Все верно! Но вот у Шекспира в “Ромео и Джульетте” герои говорят, говорят, говорят о своей любви. И не испытывают при этом никакого неудобства. Потому что у искусства свои законы. В искусстве человек может выразить себя до конца, выплеснуться, разорвать оковы “здравого смысла”, выпрыгнуть из себя самого, как пытался выпрыгнуть из собственных ребер Маяковский в “Облаке в штанах”: “Мама! Ваш сын прекрасно болен! Мама! У него пожар сердца”. В этом тоже шекспировская страсть и безмерность.
Фильм для режиссера — все равно, что пригрезившаяся мечта. Ее хочется поймать, удержать в руках, заставить перейти из мира грез в явь, на полотно экрана. И весь процесс работы над картиной — это погоня за “синей птицей”, за ускользающим видением на мгновенье открывшегося чудесного мира. Не каждому, даже талантливому режиссеру удается ухватить эту птицу за хвост.
Ощущением от сценария Григорьева было открытие. Как будто человек умылся, стер с себя прах повседневности и, посмотрев на окружающий мир чистыми глазами, увидел его новым, свежим и ярким. И даже в том мире, который был в последней новелле, в мире без любви, за монотонностью изложения чувствовалось биение сдерживаемой страсти. Каким же путем возможно было перенести в фильм и эту свежесть открытия и эту глубину страсти? Этого никто не знал. И я, естественно, тоже.
Ключ к миру “Романса о влюбленных” дали мне слова Пастернака о Скрябине. Кстати, именно Скрябину литературная Россия обязана рождением поэта Пастернака. В юности Пастернак увлечен был музыкой, пытался сам сочинять и первые свои опыты показал Скрябину. Тот посмотрел ноты и сказал: “Молодой человек, вы не талантливы”. Пастернак поверил его словам и навсегда ушел в литературу.
А скрябинскую музыку Пастернак обожал. Он писал, что в ней “трагическая сила сочиняемого торжественно показывала язык всему одряхлело признанному и величественно тупому и была смела до сумасшествия, до мальчишества шаловлива, стихийная и свободная, как падший ангел”. В этой музыке его поражал язык, до безумия новый, свежий, “как нов был жизнью и свежестью дышавший лес”. Эта музыка “рушилась и обваливалась, как город под артиллерийским огнем, и вся строилась и росла из обломков и разрушений”.
И мне вдруг поверилось, что вот таким вот языком можно выразить мир Григорьева — обвалом чувства, экстазом, нагромождением образов, бессвязным лепетом счастья. Когда бессвязность возникает от эмоциональности, она воздействует фантастически. Самая простая история становится безмерно волнующей. Скажем, девочка прибежала из школы.

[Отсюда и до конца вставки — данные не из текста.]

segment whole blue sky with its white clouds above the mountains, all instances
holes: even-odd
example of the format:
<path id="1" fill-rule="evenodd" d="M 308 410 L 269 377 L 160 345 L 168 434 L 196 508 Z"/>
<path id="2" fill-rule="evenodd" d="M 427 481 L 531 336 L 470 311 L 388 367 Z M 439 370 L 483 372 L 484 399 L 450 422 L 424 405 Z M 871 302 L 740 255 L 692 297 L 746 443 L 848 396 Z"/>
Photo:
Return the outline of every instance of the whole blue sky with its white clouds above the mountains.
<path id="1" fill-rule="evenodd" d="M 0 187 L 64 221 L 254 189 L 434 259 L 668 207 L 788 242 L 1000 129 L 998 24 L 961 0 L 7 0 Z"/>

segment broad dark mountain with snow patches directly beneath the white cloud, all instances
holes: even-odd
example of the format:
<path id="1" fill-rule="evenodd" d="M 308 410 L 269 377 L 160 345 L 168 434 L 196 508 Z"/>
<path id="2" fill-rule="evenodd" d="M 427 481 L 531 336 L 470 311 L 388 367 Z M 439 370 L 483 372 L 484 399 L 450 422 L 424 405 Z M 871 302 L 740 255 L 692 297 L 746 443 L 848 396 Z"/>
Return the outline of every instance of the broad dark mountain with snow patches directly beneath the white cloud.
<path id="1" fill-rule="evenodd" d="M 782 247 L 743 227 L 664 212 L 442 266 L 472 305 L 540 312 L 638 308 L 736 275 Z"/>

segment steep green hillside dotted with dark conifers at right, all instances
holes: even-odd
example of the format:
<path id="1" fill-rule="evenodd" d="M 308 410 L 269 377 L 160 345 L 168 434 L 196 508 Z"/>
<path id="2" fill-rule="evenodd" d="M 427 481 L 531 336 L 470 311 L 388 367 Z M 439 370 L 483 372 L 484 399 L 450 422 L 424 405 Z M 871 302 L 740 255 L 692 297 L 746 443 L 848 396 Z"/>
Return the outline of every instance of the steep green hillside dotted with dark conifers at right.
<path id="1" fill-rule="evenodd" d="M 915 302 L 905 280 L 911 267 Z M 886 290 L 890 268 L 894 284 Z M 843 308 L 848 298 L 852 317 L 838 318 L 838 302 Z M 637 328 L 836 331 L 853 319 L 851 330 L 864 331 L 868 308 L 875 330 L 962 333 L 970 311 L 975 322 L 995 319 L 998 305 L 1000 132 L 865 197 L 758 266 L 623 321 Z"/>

Получила пятерку по рисованию. Не бог весть какое событие. А она полна восторга. И все, что пытается Рассказать, для всех слушающих лишено связи и смысла. Воздействует на них сам захлебывающийся язык рассказа, переполненность счастьем, вырастающая из обрывков слов.
В кино уже были прекрасные опыты такого экстатического повествования-лепета — у Бунюэля в “Андалузской собаке” и в “Золотом веке”, у Калатозова в “Журавлях”. Весь предсмертный бред Бориса, призрачное свадебное шествие, возникающее из кружения берез, Вероника с фатой, теснящие друг друга двойные и тройные экспозиции, счастливая лучезарность несбыточного — блестящий пример такой бессвязности, нагромождения, возникающих из музыки и рушащихся обломков-образов.
По ходу работы над фильмом я веду своего рода рабочие дневники, куда записываю все, что может пригодиться,— цитаты из книг, из высказываний других режиссеров, случайные наблюдения, свои размышления. Вот одна из первых записей оттуда по поводу языка фильма: “Может быть, создать фантастическое, нереальное, насыщенное движением, двойными экспозициями, наплывами, засветками — обвал с небольшими четкими паузами. Импрессия счастья. До безумия. Язык заплетающийся, захлебывающийся. И тогда — свободно импровизированные поступки, сценки, свободное поведение, лишенные заданности мизансцены”.
Причем если у Калатозова этот эмоциональный, построенный на взрыве образности кусок очень короток и изображает не явь, а ускользающее видение умирающего, то я хотел с помощью двойных экспозиций рассказывать целые куски сюжета, большие куски — чуть ли не полкартины собирался подобным образом строить. Была у меня эта безумная мысль. Мне кажется, что иногда лучше доводить принцип до логического конца, даже до абсурда, но таким путем ярче выявляются его возможности.